X, 50 FOOT WAVE
Slim's
by Dave Negative

X

Despite having waved goodbye to the staunchly independent punk rock scene they helped create when they signed to Elektra in '82, X, to their credit, still made an effort to play smaller venues at a reasonable price once in a while (like they did last year at an art/music faire in San Jose for $10) so some of their old fans could still see them if we wanted to. This show, however, at $30 a ticket, was not one of those. So I pulled a few strings through a friend of mine who used to work Security at Slim's and scammed my way onto the "guest list."
 

50 Foot Wave, former Throwing Muses singer/guitarist Kristin Hersh and bassist Bernard Georges' new post-punk three-piece, reminded me why I've never liked college radio friendly so-called "alternative music" or it's fans. Their stiff execution of "Sally Is A Girl," "El Dorado," "Clara Bow," "Long Painting," and "Dog Days" from the group's self-titled CD E.P. and Golden Ocean full-length - heavily derivative of New Day Rising / Flip Your Wig period Hüsker Dü sans energy, passion, and everything else that made them so good - being about as entertaining to watch as clothes slowly spinning in the dryers of a laundromat.

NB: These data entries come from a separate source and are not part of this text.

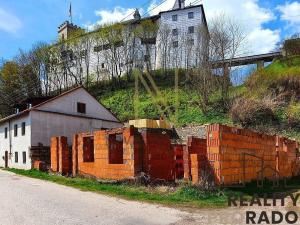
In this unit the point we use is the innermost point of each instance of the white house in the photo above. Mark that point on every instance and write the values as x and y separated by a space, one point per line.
64 115
179 38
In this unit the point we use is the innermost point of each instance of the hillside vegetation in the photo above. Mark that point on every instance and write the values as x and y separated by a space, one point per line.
268 101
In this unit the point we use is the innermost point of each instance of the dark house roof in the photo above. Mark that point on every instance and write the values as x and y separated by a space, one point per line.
44 100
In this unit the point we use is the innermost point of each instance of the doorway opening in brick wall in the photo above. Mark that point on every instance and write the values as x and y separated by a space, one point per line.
88 149
116 148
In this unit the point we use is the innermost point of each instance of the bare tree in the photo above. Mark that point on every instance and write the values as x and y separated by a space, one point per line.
164 45
215 49
227 39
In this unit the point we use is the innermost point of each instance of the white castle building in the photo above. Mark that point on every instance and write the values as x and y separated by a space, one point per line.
174 44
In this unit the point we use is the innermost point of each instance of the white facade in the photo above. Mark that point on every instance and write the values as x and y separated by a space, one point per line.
169 50
56 117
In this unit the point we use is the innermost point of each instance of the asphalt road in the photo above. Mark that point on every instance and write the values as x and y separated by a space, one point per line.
26 201
34 202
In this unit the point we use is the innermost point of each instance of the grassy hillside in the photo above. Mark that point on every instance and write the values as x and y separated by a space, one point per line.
268 101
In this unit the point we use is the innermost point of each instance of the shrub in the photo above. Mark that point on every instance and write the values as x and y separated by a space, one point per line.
293 113
249 112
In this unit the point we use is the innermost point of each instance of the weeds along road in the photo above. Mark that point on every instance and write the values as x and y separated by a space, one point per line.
31 201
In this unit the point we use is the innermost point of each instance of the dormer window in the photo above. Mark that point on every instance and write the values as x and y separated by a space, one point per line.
81 107
175 32
16 130
191 15
191 30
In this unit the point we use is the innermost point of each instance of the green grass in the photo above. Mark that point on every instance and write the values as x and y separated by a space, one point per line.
121 102
185 196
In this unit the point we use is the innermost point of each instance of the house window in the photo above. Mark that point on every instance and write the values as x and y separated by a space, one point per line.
174 18
191 15
16 130
16 157
191 42
23 128
191 30
175 32
146 58
81 107
175 44
24 157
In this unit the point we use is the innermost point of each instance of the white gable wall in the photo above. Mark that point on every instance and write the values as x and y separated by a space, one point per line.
46 125
20 143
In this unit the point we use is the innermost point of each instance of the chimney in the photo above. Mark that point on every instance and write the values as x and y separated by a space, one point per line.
137 15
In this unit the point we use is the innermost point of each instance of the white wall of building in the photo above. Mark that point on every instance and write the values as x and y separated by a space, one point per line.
47 125
68 104
181 56
58 117
19 143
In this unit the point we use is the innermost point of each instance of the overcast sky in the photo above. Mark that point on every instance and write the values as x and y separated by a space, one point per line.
25 22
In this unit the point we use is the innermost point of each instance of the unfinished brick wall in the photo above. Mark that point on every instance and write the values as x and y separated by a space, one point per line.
240 155
179 168
61 160
194 146
54 154
40 154
158 154
100 167
287 158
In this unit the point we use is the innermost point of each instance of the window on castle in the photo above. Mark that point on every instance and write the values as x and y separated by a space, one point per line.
191 30
175 32
81 108
174 18
191 15
150 41
175 44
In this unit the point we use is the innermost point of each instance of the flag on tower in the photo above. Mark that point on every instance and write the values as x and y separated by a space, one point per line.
70 11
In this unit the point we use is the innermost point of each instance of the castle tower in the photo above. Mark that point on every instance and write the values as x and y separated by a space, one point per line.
179 4
65 30
137 15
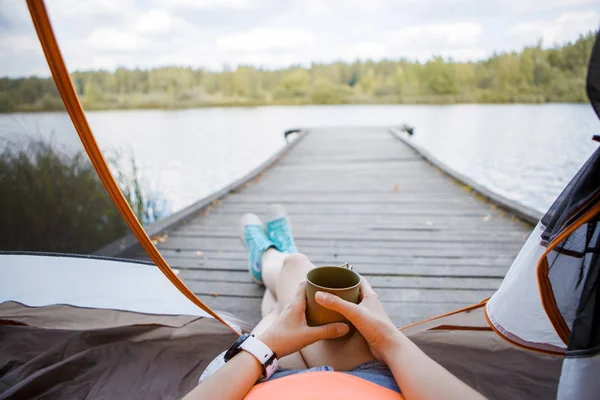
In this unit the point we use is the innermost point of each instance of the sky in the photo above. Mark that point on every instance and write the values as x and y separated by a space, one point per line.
107 34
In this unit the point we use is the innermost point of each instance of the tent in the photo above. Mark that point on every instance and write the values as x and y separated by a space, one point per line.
99 322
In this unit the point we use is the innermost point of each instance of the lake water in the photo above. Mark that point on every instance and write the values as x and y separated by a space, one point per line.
525 152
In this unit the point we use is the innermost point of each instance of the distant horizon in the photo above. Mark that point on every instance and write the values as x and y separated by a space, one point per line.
272 35
225 68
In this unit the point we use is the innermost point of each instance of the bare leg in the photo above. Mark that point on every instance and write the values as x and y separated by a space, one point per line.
272 262
282 281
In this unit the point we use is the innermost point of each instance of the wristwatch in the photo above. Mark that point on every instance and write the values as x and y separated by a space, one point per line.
265 356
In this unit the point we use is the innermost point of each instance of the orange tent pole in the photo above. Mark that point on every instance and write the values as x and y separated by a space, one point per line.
61 76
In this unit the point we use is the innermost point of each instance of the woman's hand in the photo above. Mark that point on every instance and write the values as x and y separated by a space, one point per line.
369 318
290 333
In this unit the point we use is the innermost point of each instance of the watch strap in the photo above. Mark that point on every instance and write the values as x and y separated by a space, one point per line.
265 356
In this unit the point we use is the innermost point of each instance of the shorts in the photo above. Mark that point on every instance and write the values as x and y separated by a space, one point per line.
372 371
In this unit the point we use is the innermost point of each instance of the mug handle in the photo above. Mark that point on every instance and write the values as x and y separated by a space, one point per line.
347 265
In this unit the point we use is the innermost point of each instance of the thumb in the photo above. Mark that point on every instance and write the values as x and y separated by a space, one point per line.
329 331
334 303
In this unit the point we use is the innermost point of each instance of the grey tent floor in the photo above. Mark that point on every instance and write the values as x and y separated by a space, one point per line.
425 242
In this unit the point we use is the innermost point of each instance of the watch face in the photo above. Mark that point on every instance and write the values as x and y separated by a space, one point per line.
235 347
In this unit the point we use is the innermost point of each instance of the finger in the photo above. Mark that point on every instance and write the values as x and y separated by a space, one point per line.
331 302
366 289
329 331
300 296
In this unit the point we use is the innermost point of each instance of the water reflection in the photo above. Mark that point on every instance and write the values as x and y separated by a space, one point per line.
525 152
53 200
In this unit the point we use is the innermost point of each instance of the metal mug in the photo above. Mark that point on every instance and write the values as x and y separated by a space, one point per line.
340 281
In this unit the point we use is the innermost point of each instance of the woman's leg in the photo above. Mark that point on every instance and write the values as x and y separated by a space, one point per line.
283 280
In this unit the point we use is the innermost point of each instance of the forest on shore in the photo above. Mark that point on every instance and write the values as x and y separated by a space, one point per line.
532 75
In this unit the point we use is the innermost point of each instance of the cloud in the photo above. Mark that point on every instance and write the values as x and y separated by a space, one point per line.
266 40
19 44
154 21
453 34
565 28
365 50
274 33
459 41
116 40
232 4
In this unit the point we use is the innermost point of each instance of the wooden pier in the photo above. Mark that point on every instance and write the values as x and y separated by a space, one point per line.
427 243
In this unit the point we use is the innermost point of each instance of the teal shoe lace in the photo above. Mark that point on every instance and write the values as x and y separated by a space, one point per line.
257 242
280 234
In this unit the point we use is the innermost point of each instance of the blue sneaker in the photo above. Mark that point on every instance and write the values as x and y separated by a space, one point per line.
256 241
279 229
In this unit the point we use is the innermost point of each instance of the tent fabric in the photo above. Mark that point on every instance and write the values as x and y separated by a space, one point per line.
92 282
464 344
516 309
45 352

I was one of only a dozen or so punks mid all the ex-80's new wavers gone shamefully yuppie in the audience (a few of them were actually talking at length on their cell-phones while the band was playing) who just stood there nodding along like quiet rows of plastic bobble-headed novelty dolls. Lazy applause followed each song with an occasional "whoo" or "yeah" as Kristin offered them the same barely audible "Thank you" from the stage and nothing more. This wasn't my scene at all.
 

X, along with Bad Brains, Circle Jerks and the Ramones, is consistently one of the best live acts I've ever seen. And with the original "Exene" (aka. Christine Cervenka) (vocals), "John Doe" (aka. John Duchac) (bass/vocals), "Billy Zoom" (aka. Tyson Kindell) (guitar), Don "D.J." Bonebrake (drums) line-up intact they delivered an absolutely flawless performance incorporating choice material from the rockabilly accented late 70's/early 80's punk rock ire of Los Angeles, Wild Gift, and Under The Big Black Sun to the politico country-folk leanings of More Fun In The New World. Even "Johny Hit And Run Paulene," a song they refused to play for nearly a decade due to so. Cal. beach-punk gangs misconstruing and violently championing it as somehow "pro-rape," was included as well as an inspiring cover of Woody Guthrie's "This Land Is Your Land." The crowd's demeanor, however, remained insufferably blasé except for their heckling Exene's denouncement of the Clinton administration's support for "free trade" during her introduction to "The New World" with cries of "WHAT ABOUT BUSH?!" Not intimidated in the least by such faux-Left hypocrisy she responded "Bush Jr. is a war-monger like his dad but he didn't sign those NAFTA treaties: BILL CLINTON DID! Democrats are no better than Republicans when it comes to favoring big business at the expense of working people and the poor." I couldn't have said it better myself.